THE HEALTH | JULY-AUGUST , 2022
| Cover Story |
When prevention is better than cure
Significant steps must be taken to prevent a recurrence of the current shortage of medicines
BY KHIRTINI K KUMARAN
THE Covid-19 pandemic , the surge in influenza and hand , foot and mouth disease ( HFMD ) cases , dengue fever and the Ukraine war crisis , are severely disrupting the world supply chain , resulting in significant disruptions to everything from food production to electronic items and cars .
This has resulted in shortages of food products and soaring prices of essential items such as chicken , cooking oil and eggs , not to mention labour and other costs . But even more worrying is the shortage of vital medication and drugs .
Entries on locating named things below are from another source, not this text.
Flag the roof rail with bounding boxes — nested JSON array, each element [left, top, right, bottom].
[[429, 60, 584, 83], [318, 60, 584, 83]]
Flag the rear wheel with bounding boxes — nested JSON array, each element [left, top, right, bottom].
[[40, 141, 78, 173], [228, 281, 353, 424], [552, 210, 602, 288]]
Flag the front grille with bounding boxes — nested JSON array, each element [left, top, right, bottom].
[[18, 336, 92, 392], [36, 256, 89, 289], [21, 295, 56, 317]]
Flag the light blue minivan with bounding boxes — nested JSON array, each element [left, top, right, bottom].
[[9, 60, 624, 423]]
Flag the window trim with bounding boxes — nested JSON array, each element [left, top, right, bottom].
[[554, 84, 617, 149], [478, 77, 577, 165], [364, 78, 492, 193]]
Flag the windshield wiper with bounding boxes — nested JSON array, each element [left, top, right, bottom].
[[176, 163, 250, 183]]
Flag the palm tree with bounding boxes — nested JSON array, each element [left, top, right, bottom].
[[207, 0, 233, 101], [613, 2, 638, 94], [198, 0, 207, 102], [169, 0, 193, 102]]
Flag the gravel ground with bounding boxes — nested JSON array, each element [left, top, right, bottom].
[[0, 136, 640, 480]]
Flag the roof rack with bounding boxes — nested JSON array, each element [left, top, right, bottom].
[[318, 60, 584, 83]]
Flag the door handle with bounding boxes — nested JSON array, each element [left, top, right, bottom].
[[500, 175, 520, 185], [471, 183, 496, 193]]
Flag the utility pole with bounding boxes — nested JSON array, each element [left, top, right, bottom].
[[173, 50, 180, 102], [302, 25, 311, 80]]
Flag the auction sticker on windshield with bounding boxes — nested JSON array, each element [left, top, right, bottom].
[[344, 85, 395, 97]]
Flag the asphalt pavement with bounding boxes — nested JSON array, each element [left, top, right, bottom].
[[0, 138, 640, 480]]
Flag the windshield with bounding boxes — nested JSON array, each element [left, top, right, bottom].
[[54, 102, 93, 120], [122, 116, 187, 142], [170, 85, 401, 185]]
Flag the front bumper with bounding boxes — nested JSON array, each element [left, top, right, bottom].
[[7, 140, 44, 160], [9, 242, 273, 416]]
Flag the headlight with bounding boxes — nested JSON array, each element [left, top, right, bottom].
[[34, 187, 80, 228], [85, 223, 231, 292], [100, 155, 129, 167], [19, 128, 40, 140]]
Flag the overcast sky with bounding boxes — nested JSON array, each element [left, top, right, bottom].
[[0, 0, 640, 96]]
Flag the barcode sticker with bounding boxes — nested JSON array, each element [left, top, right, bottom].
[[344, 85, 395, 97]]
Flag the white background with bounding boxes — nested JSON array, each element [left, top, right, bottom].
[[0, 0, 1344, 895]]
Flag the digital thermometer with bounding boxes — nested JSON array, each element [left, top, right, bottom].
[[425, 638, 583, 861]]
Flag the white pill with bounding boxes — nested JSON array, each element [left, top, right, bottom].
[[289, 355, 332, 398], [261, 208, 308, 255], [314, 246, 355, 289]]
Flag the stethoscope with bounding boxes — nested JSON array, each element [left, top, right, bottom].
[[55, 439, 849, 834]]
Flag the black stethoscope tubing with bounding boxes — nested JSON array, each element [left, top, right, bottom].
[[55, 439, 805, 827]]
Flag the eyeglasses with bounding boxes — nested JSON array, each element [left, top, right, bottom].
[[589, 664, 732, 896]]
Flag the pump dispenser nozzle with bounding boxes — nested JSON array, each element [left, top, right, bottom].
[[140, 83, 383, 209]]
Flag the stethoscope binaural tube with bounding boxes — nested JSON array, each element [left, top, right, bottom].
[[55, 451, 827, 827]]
As a result , consumers resort to hoarding and panic buying , making the shortage even more acute as demand outstrips supply . There are also some patients who insist on getting only certain brands of medicines when there are other equally efficacious brands available in the market available . A good example is paracetamol . While most consumers can make do with cutting down on food consumption , eating out and even defer buying consumer products , getting the proper medication is not an option – it is vital to treat their illness and regain their health . The Health got the views of various stakeholders such as the Pharmaceutical Services Programme ( PSP ) of the Ministry of Health ( MoH ), the Federation of Malaysian Consumers Associations ( FOMCA ), the Association of Private Hospitals Malaysia ( APHM ) and the Malaysian Pharmaceutical Society ( MPS ) on the current medicine shortage .
FOMCA President Datuk Dr Marimuthu Nadason did not mince his words when he urged the authorities to buck up and address the shortage of medicine supply fast . He said : “ This should not happen again . The government should come up with corrective and preventive action to address the medicine shortage issue .
“ The government needs a master plan to attract pharmaceutical companies to set up manufacturing facilities in Malaysia . Such a move would be a crucial security measure to prevent a drug shortage crisis should another pandemic outbreak or war .”
Senior Director of MoH ’ s PSP , Norhaliza A Halim , said they had formed a task force to identify a mechanism to overcome the issue holistically and proactively on drug shortage . One measure is to strengthen the local manufacturing capacity for medicines and increase the production of locally sourced raw materials to reduce dependence on imported medicines and raw materials .
President of the MPS Amrahi Buang said pharmacists play a crucial role in monitoring the situation and giving weekly data to the MoH . Pharmacists were also giving alternative medications . He said the seriousness depends on localities , the issue of logistics along the supply chain and unstable supply affecting pharmaceutical services .
Scope and scale of the current medicine shortage
Norhaliza said most of the reported shortages were medication-related to fever , cough and cold and primarily affected private healthcare facilities .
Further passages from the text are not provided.